He also said that two of the boys should have been moved to specialist units at the YOIs.
He said: “The three children were extremely vulnerable but, following the court decision to place them in custody, there does not seem to have been sufficiently detailed consideration given to the best placement to help manage their vulnerability.
“In two of the cases, when it became clear that the boys were struggling to cope with a normal YOI regime, they were not moved to specialist units within the YOIs despite alternatives being available.”
The report also revealed that two of the teenagers may have been bullied.
Concerns were also raised by relatives of the third child that he may have been bullied, but no evidence was found to back the claims.
The ombudsman said that YOI staff should respond more robustly to bullying and make sure that children have access to outside support such as family members when in crisis.
The report said two of the boys were under the Assessment, Care and Custody, and Teamwork (ACCT), whcih monitors and supports those considered to be at risk of self-harm or suicide.
But investigations concluded that the system was not sufficient, basing results on what the boys said at the time and how they felt.
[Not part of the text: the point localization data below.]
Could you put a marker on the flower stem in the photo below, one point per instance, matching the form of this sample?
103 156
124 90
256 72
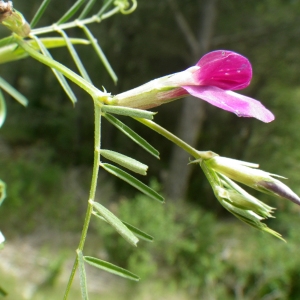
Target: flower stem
97 139
176 140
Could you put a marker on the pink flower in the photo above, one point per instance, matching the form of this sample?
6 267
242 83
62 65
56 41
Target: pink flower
212 79
219 72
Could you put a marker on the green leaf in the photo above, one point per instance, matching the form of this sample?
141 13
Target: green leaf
127 111
137 232
70 13
3 292
2 191
82 276
125 161
87 9
61 79
2 239
250 218
12 52
2 114
13 92
100 53
108 267
131 134
7 41
104 7
115 223
132 181
75 56
39 13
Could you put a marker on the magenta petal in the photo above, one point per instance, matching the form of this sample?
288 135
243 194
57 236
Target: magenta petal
225 69
241 105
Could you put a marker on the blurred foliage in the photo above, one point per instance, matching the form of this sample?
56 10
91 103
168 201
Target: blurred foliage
46 149
266 32
193 254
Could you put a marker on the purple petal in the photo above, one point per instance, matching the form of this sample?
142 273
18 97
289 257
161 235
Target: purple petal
225 69
241 105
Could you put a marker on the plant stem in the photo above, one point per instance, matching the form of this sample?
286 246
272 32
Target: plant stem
176 140
97 140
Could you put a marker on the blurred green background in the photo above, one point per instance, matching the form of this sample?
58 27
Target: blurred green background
200 251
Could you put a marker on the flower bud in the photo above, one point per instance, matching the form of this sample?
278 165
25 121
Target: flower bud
254 178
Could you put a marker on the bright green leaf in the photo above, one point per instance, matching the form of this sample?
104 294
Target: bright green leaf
100 53
13 92
127 111
87 9
131 134
116 223
71 12
75 56
82 276
137 232
132 181
3 292
12 52
61 79
39 13
104 265
104 7
2 114
2 191
125 161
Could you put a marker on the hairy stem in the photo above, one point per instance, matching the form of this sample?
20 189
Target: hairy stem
176 140
97 139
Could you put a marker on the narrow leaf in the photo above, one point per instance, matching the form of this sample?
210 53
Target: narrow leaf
12 52
13 92
131 134
100 53
70 13
39 13
115 223
132 181
127 111
250 218
7 41
87 9
2 191
2 238
104 265
104 7
82 276
61 79
137 232
75 57
2 114
125 161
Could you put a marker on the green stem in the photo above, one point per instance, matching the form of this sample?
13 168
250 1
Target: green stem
97 139
81 82
176 140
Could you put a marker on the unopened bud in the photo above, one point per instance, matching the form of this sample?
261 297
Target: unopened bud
255 178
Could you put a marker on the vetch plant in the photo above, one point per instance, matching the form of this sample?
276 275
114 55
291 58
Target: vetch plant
212 79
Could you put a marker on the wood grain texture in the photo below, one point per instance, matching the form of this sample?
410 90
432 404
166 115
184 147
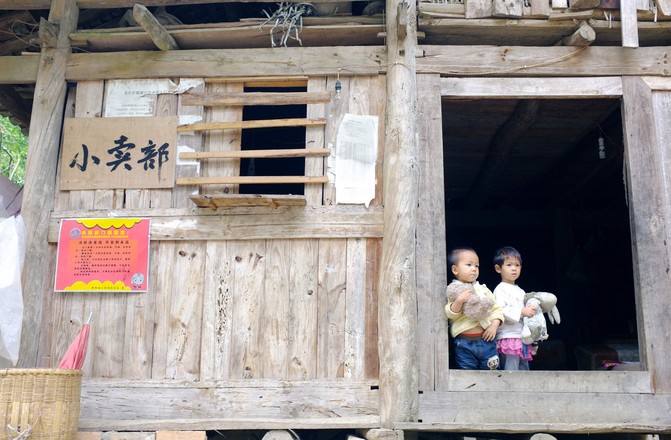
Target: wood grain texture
431 250
332 295
249 272
226 62
303 309
542 61
194 141
315 138
247 223
646 136
186 308
245 400
544 412
217 325
397 299
39 188
222 141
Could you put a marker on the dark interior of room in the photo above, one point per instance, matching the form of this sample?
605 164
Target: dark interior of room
550 191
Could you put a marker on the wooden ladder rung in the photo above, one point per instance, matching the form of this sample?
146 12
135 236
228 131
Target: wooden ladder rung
241 180
206 126
240 154
255 98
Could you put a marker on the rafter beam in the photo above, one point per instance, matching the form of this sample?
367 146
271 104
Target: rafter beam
158 34
499 151
11 5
The report said that one lad had thoughts of self harm, whilst another rejected the idea.
A Ministry of Justice spokesman said: “Deaths in prison are amongst the most scrutinised of all events in custody and every death is subject to an investigation by the police and the PPO, as well as a coroner’s inquest.
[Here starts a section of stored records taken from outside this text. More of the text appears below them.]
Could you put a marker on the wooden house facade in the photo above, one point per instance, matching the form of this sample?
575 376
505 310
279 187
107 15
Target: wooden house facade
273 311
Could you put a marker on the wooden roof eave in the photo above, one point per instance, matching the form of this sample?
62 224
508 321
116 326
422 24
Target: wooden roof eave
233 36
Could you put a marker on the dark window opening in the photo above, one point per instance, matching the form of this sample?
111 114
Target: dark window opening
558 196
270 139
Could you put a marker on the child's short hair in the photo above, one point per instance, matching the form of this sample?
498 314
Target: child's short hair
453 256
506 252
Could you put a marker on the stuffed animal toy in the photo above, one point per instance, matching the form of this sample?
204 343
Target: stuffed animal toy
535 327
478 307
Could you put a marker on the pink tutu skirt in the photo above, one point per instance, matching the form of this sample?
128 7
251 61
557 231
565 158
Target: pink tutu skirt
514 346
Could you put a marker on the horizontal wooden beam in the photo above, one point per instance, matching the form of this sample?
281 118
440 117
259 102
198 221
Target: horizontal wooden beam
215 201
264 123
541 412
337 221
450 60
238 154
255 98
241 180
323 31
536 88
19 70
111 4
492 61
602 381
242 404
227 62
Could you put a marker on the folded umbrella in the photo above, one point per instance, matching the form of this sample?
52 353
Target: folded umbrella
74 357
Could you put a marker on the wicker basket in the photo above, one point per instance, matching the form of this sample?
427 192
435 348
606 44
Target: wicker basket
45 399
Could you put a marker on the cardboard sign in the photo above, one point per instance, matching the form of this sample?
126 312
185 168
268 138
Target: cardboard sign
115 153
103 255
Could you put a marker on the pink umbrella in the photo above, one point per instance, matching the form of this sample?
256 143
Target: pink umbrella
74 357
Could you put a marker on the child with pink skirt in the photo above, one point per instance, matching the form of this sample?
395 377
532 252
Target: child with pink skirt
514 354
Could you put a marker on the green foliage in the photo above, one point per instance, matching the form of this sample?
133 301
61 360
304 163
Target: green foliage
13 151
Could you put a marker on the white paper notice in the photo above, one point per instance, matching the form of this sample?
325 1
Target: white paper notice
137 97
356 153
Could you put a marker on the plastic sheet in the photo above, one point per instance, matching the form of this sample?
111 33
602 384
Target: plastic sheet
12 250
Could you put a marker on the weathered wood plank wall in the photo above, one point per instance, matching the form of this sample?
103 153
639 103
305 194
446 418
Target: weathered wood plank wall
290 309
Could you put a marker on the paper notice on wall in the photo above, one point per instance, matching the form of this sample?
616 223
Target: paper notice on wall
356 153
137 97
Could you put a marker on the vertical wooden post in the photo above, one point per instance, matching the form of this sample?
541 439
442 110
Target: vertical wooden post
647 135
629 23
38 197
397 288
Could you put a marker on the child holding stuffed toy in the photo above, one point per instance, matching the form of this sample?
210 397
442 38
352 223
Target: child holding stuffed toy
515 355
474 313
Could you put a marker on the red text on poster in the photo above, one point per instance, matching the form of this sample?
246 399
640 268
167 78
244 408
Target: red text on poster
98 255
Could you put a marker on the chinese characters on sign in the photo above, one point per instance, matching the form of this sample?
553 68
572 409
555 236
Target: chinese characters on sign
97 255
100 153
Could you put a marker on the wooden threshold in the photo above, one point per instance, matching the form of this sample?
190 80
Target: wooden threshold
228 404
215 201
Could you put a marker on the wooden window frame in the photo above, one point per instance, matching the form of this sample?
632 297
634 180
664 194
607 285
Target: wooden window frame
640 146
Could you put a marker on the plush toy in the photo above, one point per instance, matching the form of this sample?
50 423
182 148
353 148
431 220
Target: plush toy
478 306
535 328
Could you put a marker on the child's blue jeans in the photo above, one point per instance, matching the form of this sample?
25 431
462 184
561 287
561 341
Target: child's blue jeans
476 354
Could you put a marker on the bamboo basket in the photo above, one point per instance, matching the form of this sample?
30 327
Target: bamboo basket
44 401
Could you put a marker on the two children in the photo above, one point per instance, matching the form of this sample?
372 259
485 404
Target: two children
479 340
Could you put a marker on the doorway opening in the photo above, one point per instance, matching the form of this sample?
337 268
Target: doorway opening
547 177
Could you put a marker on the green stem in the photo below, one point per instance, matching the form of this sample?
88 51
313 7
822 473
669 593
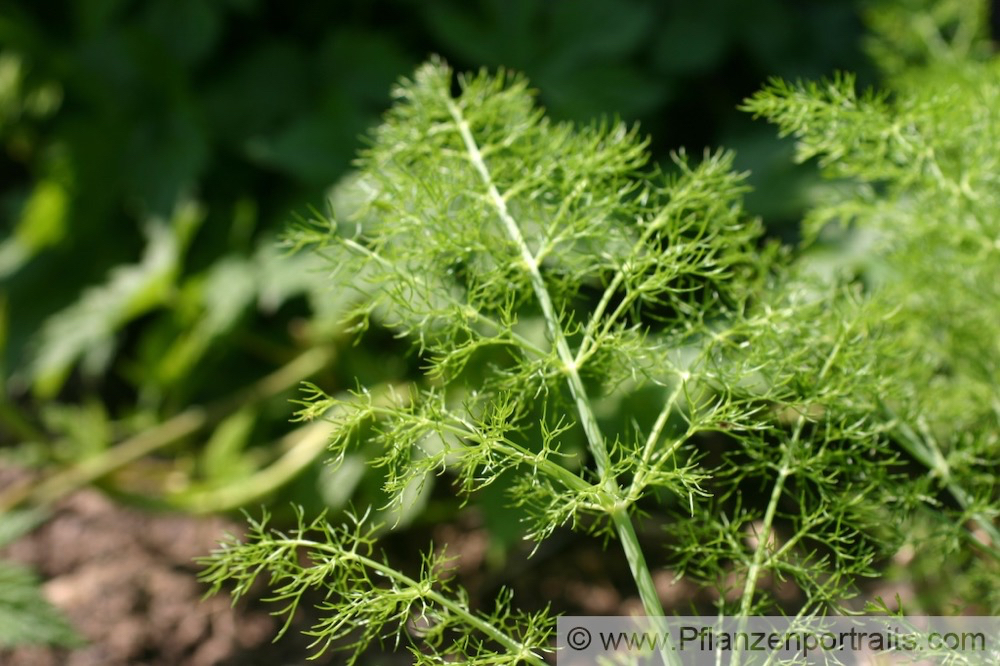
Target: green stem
588 421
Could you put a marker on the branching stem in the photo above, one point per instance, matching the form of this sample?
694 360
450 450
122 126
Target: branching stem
588 421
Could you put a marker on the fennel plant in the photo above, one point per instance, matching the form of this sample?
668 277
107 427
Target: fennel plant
816 414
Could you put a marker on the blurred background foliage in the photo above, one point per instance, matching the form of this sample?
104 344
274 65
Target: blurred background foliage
154 150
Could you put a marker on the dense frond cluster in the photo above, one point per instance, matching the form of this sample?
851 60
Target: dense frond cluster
545 274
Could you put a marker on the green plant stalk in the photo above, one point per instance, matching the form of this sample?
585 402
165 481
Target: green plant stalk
595 438
926 453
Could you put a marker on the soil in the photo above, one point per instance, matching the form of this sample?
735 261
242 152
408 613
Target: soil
127 581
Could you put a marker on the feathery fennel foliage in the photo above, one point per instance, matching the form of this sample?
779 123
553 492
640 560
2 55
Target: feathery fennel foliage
546 272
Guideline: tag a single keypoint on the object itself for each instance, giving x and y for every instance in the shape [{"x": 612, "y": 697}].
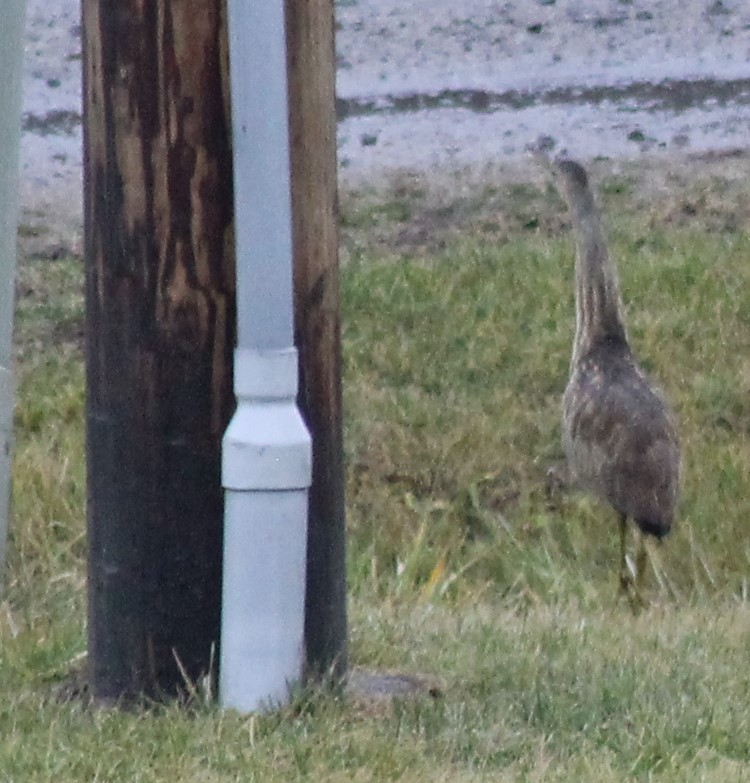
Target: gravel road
[{"x": 438, "y": 87}]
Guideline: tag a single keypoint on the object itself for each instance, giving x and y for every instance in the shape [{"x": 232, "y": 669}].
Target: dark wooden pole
[
  {"x": 310, "y": 46},
  {"x": 160, "y": 331}
]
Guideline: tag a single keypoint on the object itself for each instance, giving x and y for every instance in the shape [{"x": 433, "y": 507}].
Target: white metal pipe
[
  {"x": 11, "y": 56},
  {"x": 267, "y": 452}
]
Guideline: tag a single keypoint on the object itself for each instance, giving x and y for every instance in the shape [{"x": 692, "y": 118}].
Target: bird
[{"x": 619, "y": 434}]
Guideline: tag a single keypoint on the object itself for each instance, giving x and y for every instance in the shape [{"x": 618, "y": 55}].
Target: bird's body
[{"x": 619, "y": 436}]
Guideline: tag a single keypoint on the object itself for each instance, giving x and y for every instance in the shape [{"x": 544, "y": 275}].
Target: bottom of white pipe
[{"x": 265, "y": 539}]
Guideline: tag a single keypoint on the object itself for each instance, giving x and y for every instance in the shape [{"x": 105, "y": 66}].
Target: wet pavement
[{"x": 430, "y": 86}]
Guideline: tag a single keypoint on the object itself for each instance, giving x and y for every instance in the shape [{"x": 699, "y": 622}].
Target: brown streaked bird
[{"x": 618, "y": 433}]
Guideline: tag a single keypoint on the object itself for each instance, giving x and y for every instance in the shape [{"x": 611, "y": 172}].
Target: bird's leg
[
  {"x": 626, "y": 577},
  {"x": 642, "y": 559}
]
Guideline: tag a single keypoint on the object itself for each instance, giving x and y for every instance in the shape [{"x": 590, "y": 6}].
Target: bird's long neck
[{"x": 597, "y": 291}]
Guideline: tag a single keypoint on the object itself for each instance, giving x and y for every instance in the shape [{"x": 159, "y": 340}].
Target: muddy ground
[{"x": 438, "y": 100}]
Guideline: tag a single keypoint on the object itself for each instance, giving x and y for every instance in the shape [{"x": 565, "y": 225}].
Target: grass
[{"x": 461, "y": 564}]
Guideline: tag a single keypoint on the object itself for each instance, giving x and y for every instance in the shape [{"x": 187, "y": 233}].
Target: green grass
[{"x": 461, "y": 566}]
“The learning points highlighted by the PPO raise important issues and provide a crucial tool for front line staff. Strenuous efforts are made to learn from each death in custody.”
Interviewed in the media at the time of his death, Jake’s parents, Gary and Elizabeth Hardy, from Chesterfield, expressed their anger and demanded to know why their vulnerable child was seemingly able to kill himself in state care.
They said: “We are shocked and devastated by the death of our son.
“Jake was a loving, caring person who was also vulnerable. There have been too many deaths of young people in prison. We support the calls for a public inquiry to understand why this is happening. We don’t want other families to have to go through what we are going through.”